Two open sets on manifolds of different dimensions cannot be homeomorphic either. The reason is that if you study the restriction of the homeomorphism to a small set, you get a homeomorphism between Euclidean open sets via coordinate charts. (This remark will only make sense if you are familiar with topological or smooth manifolds.)
However, now your two sets have the same dimension, so this method doesn't work.
- In this case the sphere is compact and an open set isn't.
- Not every connected open set of the Euclidean space is homeomorphic to the whole space.

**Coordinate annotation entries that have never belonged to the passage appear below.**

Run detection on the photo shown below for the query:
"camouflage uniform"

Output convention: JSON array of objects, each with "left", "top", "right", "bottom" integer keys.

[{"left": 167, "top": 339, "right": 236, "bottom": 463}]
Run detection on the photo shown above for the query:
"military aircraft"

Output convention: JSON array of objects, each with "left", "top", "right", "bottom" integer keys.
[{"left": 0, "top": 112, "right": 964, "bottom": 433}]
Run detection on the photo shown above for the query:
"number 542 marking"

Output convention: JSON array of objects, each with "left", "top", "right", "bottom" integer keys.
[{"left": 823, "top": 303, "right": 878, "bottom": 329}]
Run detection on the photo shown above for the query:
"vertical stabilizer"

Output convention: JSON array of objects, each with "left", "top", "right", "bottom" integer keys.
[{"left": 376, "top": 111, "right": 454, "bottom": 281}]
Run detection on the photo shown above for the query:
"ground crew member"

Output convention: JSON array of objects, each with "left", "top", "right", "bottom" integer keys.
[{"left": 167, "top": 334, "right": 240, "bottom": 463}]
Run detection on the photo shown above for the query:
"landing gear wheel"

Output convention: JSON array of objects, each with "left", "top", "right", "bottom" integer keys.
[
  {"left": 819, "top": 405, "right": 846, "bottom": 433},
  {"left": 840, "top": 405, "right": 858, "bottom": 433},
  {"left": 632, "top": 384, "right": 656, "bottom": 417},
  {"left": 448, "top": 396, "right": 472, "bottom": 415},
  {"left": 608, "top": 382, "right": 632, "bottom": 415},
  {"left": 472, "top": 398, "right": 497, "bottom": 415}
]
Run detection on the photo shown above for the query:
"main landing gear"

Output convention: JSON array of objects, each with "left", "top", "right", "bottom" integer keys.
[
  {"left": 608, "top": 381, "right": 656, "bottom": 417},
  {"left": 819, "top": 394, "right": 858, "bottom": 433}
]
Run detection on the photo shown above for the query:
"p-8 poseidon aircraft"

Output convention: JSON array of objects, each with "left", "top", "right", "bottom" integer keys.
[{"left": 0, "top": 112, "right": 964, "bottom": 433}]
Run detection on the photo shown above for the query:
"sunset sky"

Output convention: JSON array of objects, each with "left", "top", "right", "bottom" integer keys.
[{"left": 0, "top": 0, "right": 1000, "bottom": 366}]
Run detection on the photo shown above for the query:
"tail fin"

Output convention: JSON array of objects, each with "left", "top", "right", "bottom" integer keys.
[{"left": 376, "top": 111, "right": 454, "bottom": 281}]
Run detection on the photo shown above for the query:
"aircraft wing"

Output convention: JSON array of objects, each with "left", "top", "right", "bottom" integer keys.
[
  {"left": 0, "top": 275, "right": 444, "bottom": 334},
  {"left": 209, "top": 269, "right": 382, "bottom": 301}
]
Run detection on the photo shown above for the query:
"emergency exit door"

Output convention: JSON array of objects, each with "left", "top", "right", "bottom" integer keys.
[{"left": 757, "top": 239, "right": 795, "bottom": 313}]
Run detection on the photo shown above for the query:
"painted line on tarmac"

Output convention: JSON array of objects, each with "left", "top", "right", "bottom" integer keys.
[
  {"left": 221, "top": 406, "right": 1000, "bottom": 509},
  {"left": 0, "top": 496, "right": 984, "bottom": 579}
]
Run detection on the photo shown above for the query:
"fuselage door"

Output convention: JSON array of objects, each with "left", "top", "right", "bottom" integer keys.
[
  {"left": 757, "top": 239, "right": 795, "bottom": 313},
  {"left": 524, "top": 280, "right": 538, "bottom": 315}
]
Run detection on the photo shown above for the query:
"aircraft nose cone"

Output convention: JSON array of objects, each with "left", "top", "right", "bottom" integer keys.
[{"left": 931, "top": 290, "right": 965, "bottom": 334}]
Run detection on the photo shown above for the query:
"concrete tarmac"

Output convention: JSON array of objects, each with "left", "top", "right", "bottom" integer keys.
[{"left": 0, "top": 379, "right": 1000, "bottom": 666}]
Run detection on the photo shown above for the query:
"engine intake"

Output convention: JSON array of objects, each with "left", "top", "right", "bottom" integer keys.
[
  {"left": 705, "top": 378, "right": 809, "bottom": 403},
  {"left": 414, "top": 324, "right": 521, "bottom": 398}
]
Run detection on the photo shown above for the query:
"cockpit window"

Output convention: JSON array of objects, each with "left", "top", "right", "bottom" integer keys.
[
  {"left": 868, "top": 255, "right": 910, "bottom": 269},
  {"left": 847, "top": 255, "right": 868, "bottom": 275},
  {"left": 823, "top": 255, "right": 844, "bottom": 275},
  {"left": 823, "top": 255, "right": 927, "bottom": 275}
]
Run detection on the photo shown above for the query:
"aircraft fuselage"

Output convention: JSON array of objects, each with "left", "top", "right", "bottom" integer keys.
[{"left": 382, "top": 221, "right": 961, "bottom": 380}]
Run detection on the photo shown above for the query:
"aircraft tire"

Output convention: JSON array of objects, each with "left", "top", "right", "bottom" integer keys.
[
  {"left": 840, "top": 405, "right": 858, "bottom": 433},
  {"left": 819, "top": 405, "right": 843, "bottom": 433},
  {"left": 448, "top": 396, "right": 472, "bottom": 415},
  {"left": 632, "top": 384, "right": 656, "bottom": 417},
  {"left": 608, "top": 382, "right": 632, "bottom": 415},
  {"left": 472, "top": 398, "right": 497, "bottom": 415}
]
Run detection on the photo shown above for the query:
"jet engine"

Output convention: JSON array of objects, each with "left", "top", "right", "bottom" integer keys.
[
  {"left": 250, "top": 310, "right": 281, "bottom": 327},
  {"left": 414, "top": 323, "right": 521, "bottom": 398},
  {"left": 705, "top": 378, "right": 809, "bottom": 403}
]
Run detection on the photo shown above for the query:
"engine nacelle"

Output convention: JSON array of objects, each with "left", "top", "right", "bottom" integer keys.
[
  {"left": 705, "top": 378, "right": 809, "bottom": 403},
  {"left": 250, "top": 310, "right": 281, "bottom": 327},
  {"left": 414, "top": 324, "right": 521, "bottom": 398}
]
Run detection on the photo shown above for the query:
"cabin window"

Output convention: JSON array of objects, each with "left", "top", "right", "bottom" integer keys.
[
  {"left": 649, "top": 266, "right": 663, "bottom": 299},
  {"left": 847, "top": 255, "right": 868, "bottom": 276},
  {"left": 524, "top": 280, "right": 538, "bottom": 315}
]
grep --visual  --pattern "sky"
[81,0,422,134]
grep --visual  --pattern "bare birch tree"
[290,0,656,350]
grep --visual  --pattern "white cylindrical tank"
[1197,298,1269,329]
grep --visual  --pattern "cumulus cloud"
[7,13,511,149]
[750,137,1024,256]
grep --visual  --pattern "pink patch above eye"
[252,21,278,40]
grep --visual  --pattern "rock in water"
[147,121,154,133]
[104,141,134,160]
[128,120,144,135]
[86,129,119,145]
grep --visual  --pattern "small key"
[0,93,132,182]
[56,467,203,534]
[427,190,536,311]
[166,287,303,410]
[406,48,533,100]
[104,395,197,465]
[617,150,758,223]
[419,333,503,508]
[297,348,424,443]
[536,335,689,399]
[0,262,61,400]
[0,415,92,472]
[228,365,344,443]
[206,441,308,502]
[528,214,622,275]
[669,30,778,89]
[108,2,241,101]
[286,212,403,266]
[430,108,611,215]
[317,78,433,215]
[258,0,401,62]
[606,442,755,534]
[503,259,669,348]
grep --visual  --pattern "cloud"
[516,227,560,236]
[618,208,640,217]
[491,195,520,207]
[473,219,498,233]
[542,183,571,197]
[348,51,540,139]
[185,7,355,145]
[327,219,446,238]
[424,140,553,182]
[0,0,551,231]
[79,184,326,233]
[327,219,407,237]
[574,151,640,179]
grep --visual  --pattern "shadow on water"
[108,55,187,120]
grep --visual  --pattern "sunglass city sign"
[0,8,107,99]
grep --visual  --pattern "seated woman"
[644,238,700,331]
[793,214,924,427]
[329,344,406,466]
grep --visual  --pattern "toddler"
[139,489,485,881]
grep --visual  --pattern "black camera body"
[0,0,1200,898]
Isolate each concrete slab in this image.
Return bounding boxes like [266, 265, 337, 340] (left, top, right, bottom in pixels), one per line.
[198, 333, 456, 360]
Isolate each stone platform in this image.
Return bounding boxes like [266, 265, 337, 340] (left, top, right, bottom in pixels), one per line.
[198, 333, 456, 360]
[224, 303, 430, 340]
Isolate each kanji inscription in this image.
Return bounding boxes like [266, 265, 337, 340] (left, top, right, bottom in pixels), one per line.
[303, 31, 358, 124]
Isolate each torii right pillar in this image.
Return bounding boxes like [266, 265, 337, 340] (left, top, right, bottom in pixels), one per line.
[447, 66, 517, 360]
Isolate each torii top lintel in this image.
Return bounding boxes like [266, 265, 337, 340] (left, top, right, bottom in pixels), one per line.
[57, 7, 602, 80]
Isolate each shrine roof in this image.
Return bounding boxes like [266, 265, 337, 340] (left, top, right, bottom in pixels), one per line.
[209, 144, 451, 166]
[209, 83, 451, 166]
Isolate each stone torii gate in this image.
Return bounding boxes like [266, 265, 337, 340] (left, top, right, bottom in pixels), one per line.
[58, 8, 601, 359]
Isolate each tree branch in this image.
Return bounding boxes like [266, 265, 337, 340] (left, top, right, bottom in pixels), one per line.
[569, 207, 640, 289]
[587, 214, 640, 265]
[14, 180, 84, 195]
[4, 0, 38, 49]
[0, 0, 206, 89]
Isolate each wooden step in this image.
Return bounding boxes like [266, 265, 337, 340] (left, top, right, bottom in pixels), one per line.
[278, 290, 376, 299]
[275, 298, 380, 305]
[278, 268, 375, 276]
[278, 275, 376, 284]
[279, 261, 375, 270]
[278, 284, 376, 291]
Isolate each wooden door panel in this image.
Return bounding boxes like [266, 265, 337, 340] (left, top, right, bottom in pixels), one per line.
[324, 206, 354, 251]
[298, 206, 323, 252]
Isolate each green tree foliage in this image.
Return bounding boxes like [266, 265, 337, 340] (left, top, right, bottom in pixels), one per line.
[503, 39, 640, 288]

For example, the punctured space $\mathbb R^n\setminus\{0\}$ isn't homeomorphic to $\mathbb R^n$.
Since the sphere is compact and open sets are not, there cannot be a homeomorphism between them, since homeomorphisms preserve compactness
The results you need is:
$\bullet$ Image of compact set over continuous function is compact.
$\bullet$ $\mathbb{S^n}$ is compact.
$\bullet$ With the standard topology, There's no (no empty) open set $U\subset \mathbb{R^n}$ that is also compact (compact in $\mathbb{R^n}$ is equivalent to be closed and bounded, and the only no empty open and closed set in $\mathbb{R^n}$ is $\mathbb{R^n}$ itself, which is not bounded).
By absurd, suppose now that there is a homeomorphism $f:\mathbb{S^n}\to U$.
Than if you define $ {f}^*:\mathbb{S^n}\to \mathbb{R^n}$ as $f^*(x)=f(x)$ for all $x\in\mathbb{S^n}$ (we just extended the codomain of $f$), we see that $f^*$ is a continuous function and $f^*(\mathbb{S^n})=U$. but this would imply that $U$ is compact, absurd since $U$ is open.